Two respectful porters at the Waldorf helped a dusty, crumpled party out of the big red touring car.
The girls, a little dazed, followed Miss Sallie through a maze of palms and servants in livery, with handsomely dressed people strolling through the halls, until their suite of rooms, which Mr. Stuart had engaged by telegraph a few days before, was reached.
The three rooms adjoined, only separated by white tile bathrooms. Miss Sallie, naturally, had a room to herself, and it was decided that Ruth and Grace were to sleep together, leaving the sisters to themselves.
“Isn’t it too beautiful!” sighed Mollie, standing in the midst of their luxurious chamber, gazing around at the single brass beds, with their rose-colored draperies, and the ivory-striped satin wall paper, garlanded in pink flowers. Ruth and Grace were equally fine in a room decorated in blue, and, even in the Waldorf, Miss Sallie’s taste seemed to have been consulted, as her room was in her favorite violet shade.

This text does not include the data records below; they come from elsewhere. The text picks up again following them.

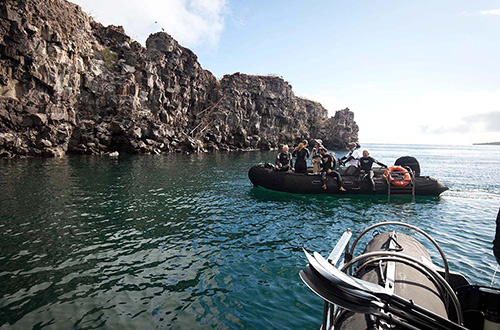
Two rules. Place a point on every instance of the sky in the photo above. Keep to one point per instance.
(413, 72)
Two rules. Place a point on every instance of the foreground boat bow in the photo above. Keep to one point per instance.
(395, 285)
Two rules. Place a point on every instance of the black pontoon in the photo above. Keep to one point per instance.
(395, 285)
(266, 176)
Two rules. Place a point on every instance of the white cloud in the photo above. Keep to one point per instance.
(490, 12)
(428, 117)
(191, 22)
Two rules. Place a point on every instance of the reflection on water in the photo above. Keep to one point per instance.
(186, 242)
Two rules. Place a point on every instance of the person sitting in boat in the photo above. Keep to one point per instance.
(365, 167)
(327, 168)
(496, 242)
(352, 158)
(316, 157)
(301, 153)
(284, 159)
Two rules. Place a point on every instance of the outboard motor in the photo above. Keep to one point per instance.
(408, 161)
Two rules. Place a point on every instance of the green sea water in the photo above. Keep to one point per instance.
(186, 242)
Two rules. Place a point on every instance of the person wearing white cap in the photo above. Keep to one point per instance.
(352, 158)
(316, 157)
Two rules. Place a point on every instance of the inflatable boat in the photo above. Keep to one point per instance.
(395, 285)
(401, 179)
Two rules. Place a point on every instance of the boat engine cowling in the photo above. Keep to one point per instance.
(409, 161)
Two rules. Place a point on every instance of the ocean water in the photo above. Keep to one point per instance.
(186, 242)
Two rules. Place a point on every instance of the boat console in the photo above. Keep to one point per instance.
(394, 284)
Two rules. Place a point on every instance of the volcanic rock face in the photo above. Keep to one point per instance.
(70, 85)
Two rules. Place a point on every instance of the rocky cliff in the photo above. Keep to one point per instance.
(70, 85)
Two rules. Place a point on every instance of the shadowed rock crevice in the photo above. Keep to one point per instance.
(71, 85)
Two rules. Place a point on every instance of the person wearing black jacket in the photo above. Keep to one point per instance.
(365, 167)
(327, 168)
(284, 160)
(302, 153)
(496, 241)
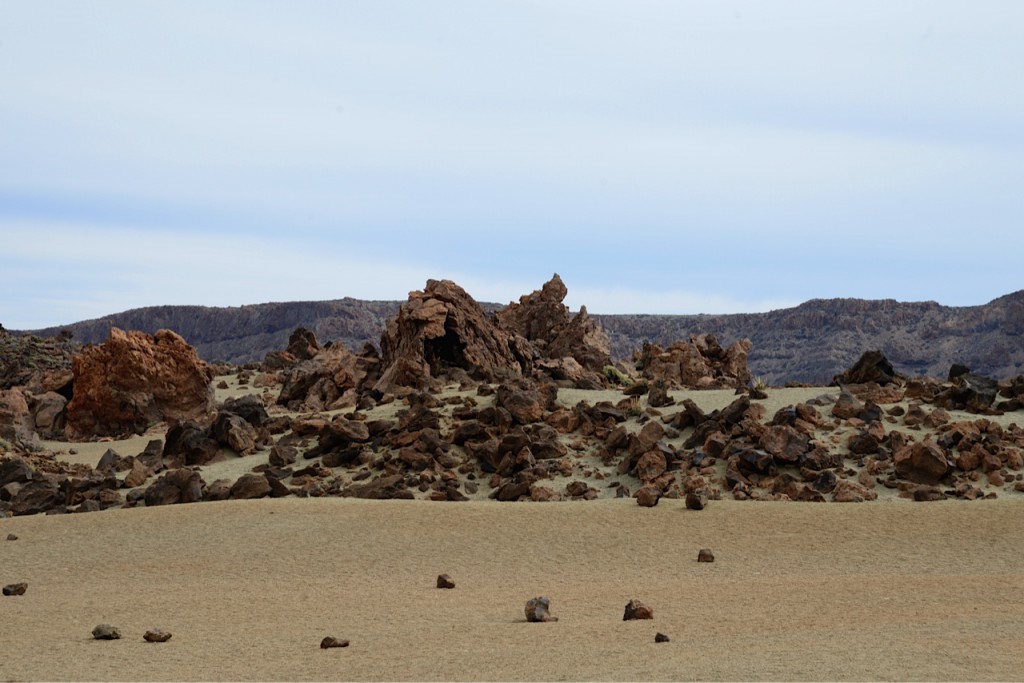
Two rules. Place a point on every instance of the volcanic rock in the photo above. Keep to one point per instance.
(235, 432)
(105, 632)
(537, 610)
(637, 610)
(37, 496)
(48, 413)
(188, 442)
(849, 492)
(132, 381)
(156, 636)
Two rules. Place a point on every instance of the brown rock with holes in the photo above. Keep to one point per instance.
(651, 465)
(330, 380)
(175, 486)
(850, 492)
(927, 494)
(132, 381)
(538, 610)
(924, 462)
(543, 319)
(701, 363)
(331, 641)
(105, 632)
(648, 496)
(443, 327)
(637, 610)
(696, 500)
(156, 636)
(250, 486)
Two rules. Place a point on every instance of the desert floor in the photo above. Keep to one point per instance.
(885, 590)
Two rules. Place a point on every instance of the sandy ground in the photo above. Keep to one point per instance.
(877, 591)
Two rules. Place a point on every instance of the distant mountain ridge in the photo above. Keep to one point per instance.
(807, 343)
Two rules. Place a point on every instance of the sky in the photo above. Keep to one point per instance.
(663, 157)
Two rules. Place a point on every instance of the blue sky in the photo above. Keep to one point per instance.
(668, 157)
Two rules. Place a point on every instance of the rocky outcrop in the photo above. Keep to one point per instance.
(443, 328)
(16, 425)
(538, 610)
(542, 318)
(133, 381)
(699, 364)
(871, 367)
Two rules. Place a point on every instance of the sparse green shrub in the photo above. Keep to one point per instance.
(614, 375)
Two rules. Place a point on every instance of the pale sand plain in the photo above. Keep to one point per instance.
(876, 591)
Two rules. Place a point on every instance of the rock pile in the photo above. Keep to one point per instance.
(133, 381)
(698, 364)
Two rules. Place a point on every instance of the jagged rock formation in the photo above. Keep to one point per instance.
(443, 328)
(133, 381)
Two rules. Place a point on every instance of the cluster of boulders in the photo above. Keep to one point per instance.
(442, 335)
(506, 432)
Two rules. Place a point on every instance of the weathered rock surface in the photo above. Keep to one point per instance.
(699, 364)
(542, 318)
(105, 632)
(132, 381)
(637, 610)
(925, 462)
(538, 609)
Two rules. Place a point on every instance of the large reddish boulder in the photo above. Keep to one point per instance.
(443, 328)
(700, 364)
(134, 380)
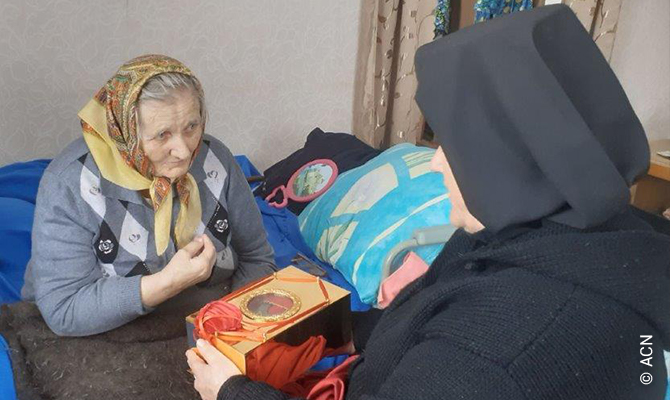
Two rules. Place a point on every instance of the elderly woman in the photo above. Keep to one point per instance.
(142, 208)
(551, 289)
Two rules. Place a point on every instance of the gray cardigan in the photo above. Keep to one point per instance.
(92, 240)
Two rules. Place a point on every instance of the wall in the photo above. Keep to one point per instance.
(272, 70)
(641, 60)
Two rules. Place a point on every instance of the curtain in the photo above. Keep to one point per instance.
(391, 31)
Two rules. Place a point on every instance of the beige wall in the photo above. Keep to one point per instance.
(641, 60)
(272, 70)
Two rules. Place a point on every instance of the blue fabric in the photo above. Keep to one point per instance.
(487, 9)
(370, 209)
(7, 391)
(18, 190)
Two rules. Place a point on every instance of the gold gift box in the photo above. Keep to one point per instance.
(317, 308)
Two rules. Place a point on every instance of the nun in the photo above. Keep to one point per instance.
(552, 288)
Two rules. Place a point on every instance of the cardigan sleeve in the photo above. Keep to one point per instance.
(73, 295)
(255, 257)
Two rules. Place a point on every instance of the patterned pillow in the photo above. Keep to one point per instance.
(370, 209)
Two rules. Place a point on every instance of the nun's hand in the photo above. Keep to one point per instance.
(212, 372)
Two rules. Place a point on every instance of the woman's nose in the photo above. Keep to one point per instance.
(179, 149)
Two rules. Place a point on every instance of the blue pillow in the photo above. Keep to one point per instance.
(18, 190)
(370, 209)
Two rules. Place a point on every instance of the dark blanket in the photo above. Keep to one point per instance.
(141, 360)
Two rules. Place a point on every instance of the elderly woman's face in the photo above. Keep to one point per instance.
(170, 132)
(460, 215)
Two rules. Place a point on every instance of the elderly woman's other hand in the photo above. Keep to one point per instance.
(190, 265)
(212, 372)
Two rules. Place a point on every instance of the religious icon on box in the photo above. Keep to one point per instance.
(275, 329)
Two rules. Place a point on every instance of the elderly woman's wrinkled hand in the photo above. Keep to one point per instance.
(192, 264)
(211, 371)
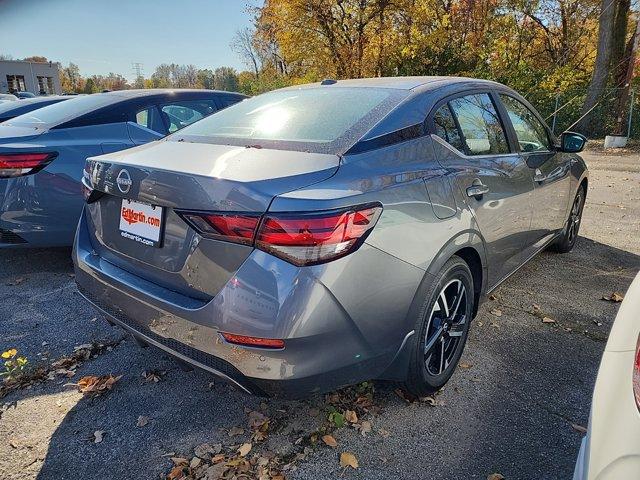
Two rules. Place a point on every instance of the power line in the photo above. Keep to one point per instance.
(138, 69)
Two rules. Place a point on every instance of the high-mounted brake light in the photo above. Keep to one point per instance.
(301, 238)
(636, 374)
(18, 164)
(253, 341)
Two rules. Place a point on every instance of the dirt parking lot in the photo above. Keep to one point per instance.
(516, 407)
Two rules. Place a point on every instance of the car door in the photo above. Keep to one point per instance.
(549, 170)
(491, 176)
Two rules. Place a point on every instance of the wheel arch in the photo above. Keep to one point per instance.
(468, 245)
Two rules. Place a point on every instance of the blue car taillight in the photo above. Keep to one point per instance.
(19, 164)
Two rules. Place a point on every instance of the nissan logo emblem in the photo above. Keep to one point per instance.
(124, 181)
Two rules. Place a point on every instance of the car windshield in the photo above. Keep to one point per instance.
(323, 119)
(52, 115)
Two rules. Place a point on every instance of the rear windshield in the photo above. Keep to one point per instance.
(52, 115)
(27, 105)
(323, 119)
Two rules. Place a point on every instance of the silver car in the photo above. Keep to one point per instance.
(320, 235)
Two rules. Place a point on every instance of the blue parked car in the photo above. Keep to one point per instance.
(42, 153)
(9, 110)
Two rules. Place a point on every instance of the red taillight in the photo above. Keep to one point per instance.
(306, 238)
(233, 227)
(636, 374)
(253, 341)
(18, 164)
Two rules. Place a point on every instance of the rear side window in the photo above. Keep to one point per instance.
(532, 135)
(480, 125)
(150, 118)
(178, 115)
(61, 112)
(446, 127)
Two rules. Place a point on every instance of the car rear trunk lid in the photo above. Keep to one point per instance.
(179, 176)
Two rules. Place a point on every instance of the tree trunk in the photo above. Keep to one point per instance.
(603, 62)
(618, 42)
(623, 98)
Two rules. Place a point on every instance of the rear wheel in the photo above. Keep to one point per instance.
(569, 236)
(442, 328)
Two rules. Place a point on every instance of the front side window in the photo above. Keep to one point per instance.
(150, 118)
(480, 124)
(446, 127)
(532, 135)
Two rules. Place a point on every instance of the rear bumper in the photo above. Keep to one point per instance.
(325, 346)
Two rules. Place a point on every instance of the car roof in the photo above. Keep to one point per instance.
(136, 93)
(415, 84)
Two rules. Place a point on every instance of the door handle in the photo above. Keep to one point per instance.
(477, 189)
(538, 176)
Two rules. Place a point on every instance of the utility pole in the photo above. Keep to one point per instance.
(138, 70)
(623, 99)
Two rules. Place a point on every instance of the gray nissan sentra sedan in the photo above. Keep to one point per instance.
(320, 235)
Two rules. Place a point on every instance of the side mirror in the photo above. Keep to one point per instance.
(572, 142)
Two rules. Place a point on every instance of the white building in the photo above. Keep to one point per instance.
(35, 77)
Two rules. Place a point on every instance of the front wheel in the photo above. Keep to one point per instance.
(442, 328)
(569, 236)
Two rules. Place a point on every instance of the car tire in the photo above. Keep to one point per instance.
(440, 332)
(569, 235)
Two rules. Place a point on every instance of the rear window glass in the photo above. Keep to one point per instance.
(305, 119)
(26, 105)
(52, 115)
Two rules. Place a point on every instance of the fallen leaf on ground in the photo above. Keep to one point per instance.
(93, 385)
(406, 396)
(244, 449)
(153, 375)
(142, 421)
(233, 431)
(330, 441)
(214, 472)
(430, 400)
(578, 428)
(206, 450)
(348, 459)
(365, 428)
(350, 416)
(614, 297)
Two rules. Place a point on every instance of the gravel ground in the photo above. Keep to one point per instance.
(510, 411)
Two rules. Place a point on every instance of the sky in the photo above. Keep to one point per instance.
(109, 35)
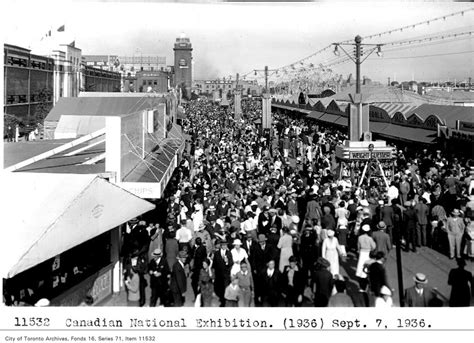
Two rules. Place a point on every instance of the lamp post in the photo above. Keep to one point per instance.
(355, 132)
(362, 126)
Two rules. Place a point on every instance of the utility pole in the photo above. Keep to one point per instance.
(266, 79)
(237, 99)
(358, 51)
(359, 125)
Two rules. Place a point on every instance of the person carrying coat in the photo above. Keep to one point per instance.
(178, 282)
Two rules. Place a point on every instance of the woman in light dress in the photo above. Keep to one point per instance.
(365, 245)
(331, 251)
(285, 244)
(238, 255)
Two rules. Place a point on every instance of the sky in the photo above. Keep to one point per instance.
(230, 38)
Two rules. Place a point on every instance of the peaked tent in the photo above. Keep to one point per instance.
(48, 214)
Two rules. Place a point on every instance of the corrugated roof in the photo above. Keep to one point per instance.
(405, 133)
(384, 94)
(461, 96)
(447, 114)
(60, 163)
(17, 152)
(315, 114)
(392, 108)
(101, 106)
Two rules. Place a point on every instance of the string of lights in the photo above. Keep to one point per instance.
(413, 26)
(292, 66)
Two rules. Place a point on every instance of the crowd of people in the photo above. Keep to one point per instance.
(266, 218)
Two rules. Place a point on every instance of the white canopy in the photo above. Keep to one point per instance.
(47, 214)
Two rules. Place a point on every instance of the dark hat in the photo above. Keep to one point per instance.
(323, 262)
(420, 278)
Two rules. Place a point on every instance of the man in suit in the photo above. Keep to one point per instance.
(263, 253)
(222, 265)
(264, 221)
(178, 282)
(382, 239)
(377, 274)
(293, 284)
(200, 254)
(420, 295)
(159, 276)
(271, 284)
(275, 220)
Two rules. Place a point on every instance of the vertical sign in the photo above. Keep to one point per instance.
(266, 112)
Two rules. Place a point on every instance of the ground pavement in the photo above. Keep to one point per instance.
(428, 261)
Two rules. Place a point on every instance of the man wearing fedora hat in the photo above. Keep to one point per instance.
(222, 265)
(420, 295)
(455, 227)
(159, 276)
(382, 239)
(178, 283)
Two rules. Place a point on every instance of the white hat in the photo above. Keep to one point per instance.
(384, 290)
(237, 242)
(42, 303)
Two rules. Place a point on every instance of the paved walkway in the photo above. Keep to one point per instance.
(433, 264)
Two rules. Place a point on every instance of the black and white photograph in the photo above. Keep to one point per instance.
(235, 154)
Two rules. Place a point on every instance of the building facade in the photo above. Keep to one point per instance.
(28, 84)
(152, 81)
(207, 87)
(183, 69)
(97, 80)
(67, 73)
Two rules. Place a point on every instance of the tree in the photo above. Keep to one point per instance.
(184, 92)
(9, 124)
(44, 105)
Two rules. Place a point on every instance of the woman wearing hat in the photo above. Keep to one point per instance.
(132, 284)
(323, 283)
(331, 251)
(365, 244)
(455, 227)
(206, 286)
(384, 300)
(285, 244)
(238, 255)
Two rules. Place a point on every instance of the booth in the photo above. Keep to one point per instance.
(63, 237)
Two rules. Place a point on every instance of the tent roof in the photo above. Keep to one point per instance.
(52, 213)
(101, 106)
(448, 114)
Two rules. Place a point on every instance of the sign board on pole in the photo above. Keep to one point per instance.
(267, 112)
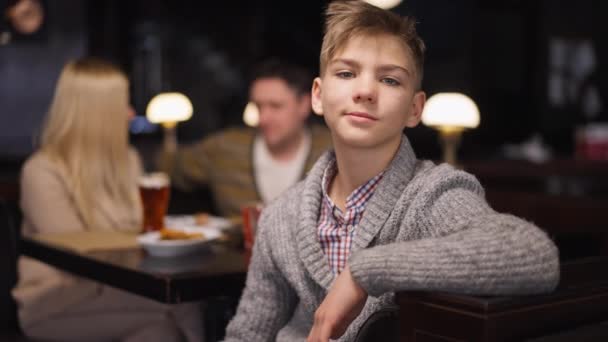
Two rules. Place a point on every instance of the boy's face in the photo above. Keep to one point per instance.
(368, 92)
(283, 112)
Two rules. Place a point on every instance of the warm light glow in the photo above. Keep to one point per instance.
(169, 107)
(251, 115)
(450, 110)
(386, 4)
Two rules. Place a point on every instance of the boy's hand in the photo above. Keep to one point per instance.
(342, 305)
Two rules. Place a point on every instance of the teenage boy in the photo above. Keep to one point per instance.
(245, 165)
(370, 219)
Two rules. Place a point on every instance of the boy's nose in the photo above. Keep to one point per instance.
(365, 92)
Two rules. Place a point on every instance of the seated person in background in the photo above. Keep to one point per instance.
(84, 178)
(245, 165)
(370, 218)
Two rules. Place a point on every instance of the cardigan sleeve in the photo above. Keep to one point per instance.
(268, 300)
(472, 248)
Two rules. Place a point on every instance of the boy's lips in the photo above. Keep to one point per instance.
(362, 115)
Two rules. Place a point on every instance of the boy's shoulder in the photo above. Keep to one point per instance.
(429, 176)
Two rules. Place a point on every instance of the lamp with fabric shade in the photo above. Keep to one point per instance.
(168, 109)
(450, 114)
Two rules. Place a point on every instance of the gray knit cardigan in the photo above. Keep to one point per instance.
(427, 227)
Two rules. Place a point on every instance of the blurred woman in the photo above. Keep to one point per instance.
(84, 178)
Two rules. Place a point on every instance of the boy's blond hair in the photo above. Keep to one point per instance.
(348, 18)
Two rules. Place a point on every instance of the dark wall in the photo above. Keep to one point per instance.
(498, 52)
(29, 67)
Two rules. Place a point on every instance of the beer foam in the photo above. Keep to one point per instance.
(155, 180)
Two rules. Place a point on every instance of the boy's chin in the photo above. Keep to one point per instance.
(361, 139)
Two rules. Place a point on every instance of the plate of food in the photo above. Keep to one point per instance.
(198, 220)
(169, 242)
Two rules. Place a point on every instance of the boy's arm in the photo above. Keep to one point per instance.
(268, 300)
(477, 251)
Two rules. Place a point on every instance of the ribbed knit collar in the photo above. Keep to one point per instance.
(397, 176)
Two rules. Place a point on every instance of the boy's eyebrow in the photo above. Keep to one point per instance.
(385, 67)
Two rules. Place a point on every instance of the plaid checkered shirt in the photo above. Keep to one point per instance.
(336, 229)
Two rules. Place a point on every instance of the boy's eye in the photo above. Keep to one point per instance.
(345, 74)
(390, 81)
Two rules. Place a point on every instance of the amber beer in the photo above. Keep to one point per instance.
(154, 190)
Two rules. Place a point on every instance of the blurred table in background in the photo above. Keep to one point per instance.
(566, 198)
(217, 271)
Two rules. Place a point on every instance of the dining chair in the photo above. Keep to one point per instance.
(382, 325)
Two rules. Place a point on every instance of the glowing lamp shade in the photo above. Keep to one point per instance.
(450, 114)
(451, 110)
(169, 109)
(385, 4)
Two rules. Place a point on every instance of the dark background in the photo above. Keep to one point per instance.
(497, 52)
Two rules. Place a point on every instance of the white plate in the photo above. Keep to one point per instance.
(152, 243)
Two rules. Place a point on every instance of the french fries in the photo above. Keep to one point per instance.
(173, 234)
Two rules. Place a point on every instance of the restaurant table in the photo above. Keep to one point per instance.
(216, 271)
(574, 308)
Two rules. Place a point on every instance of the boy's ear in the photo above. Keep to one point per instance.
(416, 111)
(304, 105)
(317, 106)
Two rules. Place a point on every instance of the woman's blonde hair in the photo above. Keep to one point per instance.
(349, 18)
(86, 132)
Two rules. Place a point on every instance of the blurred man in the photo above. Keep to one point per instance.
(245, 165)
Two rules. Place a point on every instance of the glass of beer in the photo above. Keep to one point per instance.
(154, 191)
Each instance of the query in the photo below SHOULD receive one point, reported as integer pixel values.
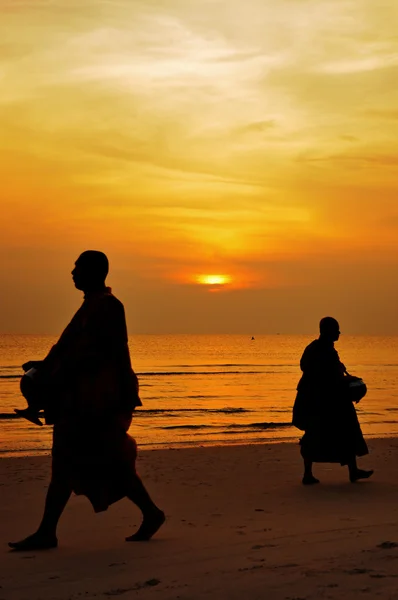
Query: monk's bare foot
(148, 528)
(360, 474)
(28, 414)
(37, 541)
(310, 480)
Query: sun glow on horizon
(213, 279)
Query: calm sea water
(201, 390)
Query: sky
(252, 140)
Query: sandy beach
(240, 525)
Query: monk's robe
(92, 393)
(323, 408)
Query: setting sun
(213, 279)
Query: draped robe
(323, 410)
(92, 393)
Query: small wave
(227, 410)
(235, 426)
(142, 412)
(181, 374)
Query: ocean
(211, 389)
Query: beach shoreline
(239, 524)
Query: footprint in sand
(387, 545)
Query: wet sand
(240, 525)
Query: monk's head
(329, 329)
(91, 270)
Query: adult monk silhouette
(324, 408)
(89, 394)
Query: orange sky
(186, 137)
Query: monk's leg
(308, 477)
(153, 517)
(356, 473)
(58, 494)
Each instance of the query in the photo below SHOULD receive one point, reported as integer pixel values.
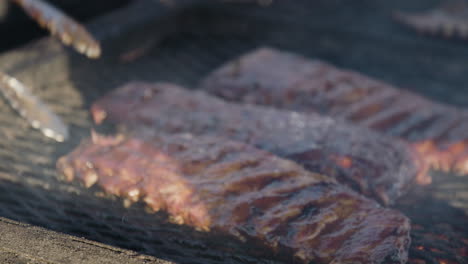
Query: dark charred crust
(310, 86)
(373, 165)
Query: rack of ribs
(289, 81)
(226, 188)
(373, 165)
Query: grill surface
(359, 35)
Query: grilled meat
(438, 132)
(373, 165)
(232, 189)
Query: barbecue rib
(233, 189)
(288, 81)
(449, 20)
(373, 165)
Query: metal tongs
(20, 97)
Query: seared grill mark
(245, 193)
(373, 165)
(355, 97)
(447, 20)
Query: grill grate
(352, 34)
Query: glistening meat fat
(289, 81)
(232, 189)
(369, 163)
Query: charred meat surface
(69, 31)
(373, 165)
(229, 188)
(448, 20)
(289, 81)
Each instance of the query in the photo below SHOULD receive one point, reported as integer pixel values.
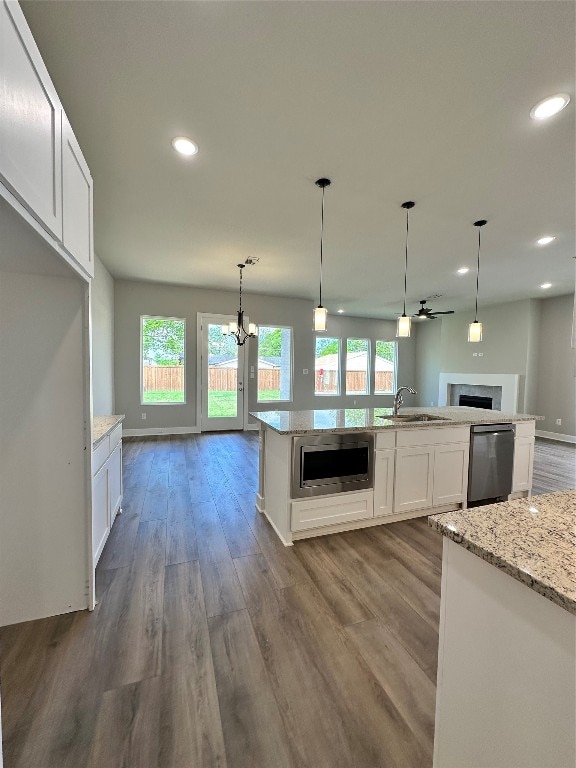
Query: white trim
(508, 382)
(161, 431)
(556, 436)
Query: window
(274, 363)
(162, 355)
(327, 367)
(385, 367)
(357, 369)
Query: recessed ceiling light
(550, 106)
(184, 146)
(546, 240)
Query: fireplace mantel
(508, 382)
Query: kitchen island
(506, 690)
(417, 464)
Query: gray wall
(102, 341)
(556, 388)
(133, 299)
(530, 338)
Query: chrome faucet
(398, 399)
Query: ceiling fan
(425, 313)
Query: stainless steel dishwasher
(491, 462)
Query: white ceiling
(393, 101)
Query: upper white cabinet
(30, 122)
(41, 164)
(77, 236)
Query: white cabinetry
(523, 457)
(384, 482)
(414, 476)
(30, 122)
(431, 468)
(42, 171)
(106, 488)
(77, 236)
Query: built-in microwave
(331, 463)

In some mysterious way the crumpled muslin dresses were taken downstairs by a maid, and came back smooth and fresh. Even Miss Sallie’s elaborate chiffon gown looked as though it had just come home from the modiste’s.
“O Ruth! Ruth!” Mollie exclaimed, as the four girls made their way to the dining-room, Miss Sallie in the lead, “I didn’t know there could be such a magnificent place in the world as this. I don’t know what I can ever do to repay you, except to love you and be grateful my whole life long.”